Does how often you have sex even matter?

“This is a tricky question,” says Mitchell. “How often you are having sex matters if one or both partners are unhappy with the sexual relationship. When couples are unable to communicate about this and find a sexual frequency and style that works for both (or more) of them, it can definitely start to matter more.”

One thing that all our experts agreed on: If you’re satisfied with where you’re at sexually, then it’s not worth comparing yourself to others. Plus, how much a person’s sexual frequency impacts their life and relationship is entirely personal.

“Some people don’t want to have sex, and that is their healthy baseline,” O’Reilly points out. “Some asexual folks, for example, have no interest in sex and can have happy, intimate relationships. Others want to have sex every day, so you’ll be much better off if you discuss your desires from the onset of the relationship and continue to talk about frequency—and other sex-related topics—on an ongoing basis.”

At the end of the day, if all involved are satisfied with their sexual relationship regardless of how often sex is occurring, then frequency doesn’t really matter. Just be tuned into how your sexual frequency is making you feel. Sari Cooper, director of The Center for Love and Sex in New York City, says that couples who have sex less than 10 times a year and are distressed about it might want to seek out a sex therapist to help them investigate what the reasons might be—and hopefully recharge that sensual connection.
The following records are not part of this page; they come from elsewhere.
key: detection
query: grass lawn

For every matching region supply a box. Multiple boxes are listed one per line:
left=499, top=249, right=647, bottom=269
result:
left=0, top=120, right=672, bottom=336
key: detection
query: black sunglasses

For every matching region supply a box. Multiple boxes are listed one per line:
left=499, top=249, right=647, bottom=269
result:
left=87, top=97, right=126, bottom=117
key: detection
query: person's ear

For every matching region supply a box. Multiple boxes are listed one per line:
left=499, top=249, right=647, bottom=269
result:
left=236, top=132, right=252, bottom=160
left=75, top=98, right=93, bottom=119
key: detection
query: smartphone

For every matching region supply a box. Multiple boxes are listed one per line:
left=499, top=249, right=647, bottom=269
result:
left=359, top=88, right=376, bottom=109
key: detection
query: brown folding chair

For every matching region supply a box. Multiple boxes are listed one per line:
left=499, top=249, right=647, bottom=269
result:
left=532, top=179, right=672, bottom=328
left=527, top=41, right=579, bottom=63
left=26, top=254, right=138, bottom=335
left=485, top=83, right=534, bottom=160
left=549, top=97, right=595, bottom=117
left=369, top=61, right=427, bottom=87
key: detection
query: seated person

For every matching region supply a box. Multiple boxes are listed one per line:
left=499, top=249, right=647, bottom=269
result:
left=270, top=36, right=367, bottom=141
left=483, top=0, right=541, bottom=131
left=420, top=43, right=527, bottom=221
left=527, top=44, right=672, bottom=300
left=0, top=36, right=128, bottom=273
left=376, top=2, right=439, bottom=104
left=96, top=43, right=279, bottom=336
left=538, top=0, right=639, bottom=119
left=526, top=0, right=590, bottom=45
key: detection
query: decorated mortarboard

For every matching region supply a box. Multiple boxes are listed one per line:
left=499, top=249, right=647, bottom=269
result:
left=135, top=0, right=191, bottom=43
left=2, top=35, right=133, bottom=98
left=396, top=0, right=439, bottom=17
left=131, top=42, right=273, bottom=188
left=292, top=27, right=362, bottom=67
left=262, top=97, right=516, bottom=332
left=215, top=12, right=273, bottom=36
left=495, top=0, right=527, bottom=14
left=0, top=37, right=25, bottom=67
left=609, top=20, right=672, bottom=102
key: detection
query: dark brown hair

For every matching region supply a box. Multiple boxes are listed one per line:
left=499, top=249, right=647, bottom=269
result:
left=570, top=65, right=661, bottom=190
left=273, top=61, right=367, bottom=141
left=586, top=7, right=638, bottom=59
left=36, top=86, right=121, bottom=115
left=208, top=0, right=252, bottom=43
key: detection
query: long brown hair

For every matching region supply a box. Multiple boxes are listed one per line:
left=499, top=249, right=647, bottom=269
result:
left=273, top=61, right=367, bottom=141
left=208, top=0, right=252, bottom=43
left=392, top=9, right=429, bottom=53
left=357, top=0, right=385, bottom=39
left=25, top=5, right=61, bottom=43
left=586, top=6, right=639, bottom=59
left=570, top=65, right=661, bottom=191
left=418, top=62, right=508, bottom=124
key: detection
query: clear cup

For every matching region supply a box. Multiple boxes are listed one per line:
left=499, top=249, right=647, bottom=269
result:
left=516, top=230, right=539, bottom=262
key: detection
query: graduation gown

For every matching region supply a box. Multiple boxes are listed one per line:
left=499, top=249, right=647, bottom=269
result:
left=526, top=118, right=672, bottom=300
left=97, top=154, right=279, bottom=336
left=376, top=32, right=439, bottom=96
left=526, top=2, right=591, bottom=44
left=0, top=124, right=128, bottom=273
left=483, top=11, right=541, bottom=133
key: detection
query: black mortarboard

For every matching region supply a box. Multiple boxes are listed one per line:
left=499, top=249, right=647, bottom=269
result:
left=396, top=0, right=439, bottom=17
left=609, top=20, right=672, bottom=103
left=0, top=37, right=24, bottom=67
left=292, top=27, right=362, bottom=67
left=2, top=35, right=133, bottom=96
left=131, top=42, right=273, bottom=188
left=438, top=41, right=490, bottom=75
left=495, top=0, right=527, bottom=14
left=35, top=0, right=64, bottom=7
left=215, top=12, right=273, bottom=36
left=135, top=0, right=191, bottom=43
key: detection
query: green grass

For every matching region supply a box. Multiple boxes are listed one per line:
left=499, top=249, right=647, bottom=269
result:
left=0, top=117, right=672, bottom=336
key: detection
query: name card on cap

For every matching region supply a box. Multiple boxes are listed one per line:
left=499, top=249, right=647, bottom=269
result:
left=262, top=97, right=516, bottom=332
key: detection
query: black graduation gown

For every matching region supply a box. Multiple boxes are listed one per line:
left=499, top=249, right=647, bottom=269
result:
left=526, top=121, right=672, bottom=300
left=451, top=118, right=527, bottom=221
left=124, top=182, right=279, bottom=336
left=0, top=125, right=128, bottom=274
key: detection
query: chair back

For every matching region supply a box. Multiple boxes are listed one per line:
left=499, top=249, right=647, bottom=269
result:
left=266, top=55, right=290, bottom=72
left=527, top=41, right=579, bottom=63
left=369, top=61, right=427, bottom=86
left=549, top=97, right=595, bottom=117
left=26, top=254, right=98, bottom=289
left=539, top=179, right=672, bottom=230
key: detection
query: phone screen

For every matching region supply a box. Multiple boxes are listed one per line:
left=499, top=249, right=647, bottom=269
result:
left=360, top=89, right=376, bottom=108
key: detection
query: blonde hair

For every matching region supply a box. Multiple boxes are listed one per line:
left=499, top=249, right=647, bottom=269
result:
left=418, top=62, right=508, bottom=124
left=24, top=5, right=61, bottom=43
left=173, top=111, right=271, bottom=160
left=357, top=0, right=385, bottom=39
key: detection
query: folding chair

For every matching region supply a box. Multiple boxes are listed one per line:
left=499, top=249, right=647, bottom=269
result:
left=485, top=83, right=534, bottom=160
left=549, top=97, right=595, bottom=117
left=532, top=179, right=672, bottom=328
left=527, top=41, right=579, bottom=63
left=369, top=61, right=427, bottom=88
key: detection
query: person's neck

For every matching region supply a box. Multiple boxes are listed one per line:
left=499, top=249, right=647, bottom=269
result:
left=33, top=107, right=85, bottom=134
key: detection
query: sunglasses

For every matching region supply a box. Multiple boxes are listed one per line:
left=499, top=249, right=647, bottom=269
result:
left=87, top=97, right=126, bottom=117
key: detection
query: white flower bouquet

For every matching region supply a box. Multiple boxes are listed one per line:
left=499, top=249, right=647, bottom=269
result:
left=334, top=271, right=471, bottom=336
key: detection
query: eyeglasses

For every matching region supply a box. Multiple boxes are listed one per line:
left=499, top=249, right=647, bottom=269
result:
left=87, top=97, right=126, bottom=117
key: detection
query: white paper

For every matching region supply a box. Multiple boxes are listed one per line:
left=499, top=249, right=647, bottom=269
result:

What are the benefits of having regular sex with your partner?

Beyond just strengthening the connection between you and your partner, regular sex can lead to a spicier, more adventurous love life, and have some pretty nice health benefits, to boot.

“For many couples, some sexual connection provides a kind of glue to renew their emotional bonds and the physical space to play creatively and explore new erotic arenas,” says Cooper. The more regularly you have sex, the more comfortable you might feel with one another, leading to a heightened desire to try new things.

O’Reilly also lists a slew of benefits from pain relief thanks to hormonal changes in the body that accompany arousal and orgasms, to stress relief and lowered blood pressure from an increased heart rate. Some people may even reap some beauty benefits. O’Reilly cites a study conducted by clinical psychologist David Weeks, where that those who reported having sex an average of four times per week looked approximately 10 years younger than their actual age—so the benefits go beyond just yourself and your partner.

Ultimately, the decision to have an open discussion about how frequently you and your partner have sex is a personal one. You won’t get anywhere by reading up on what you should or shouldn’t do.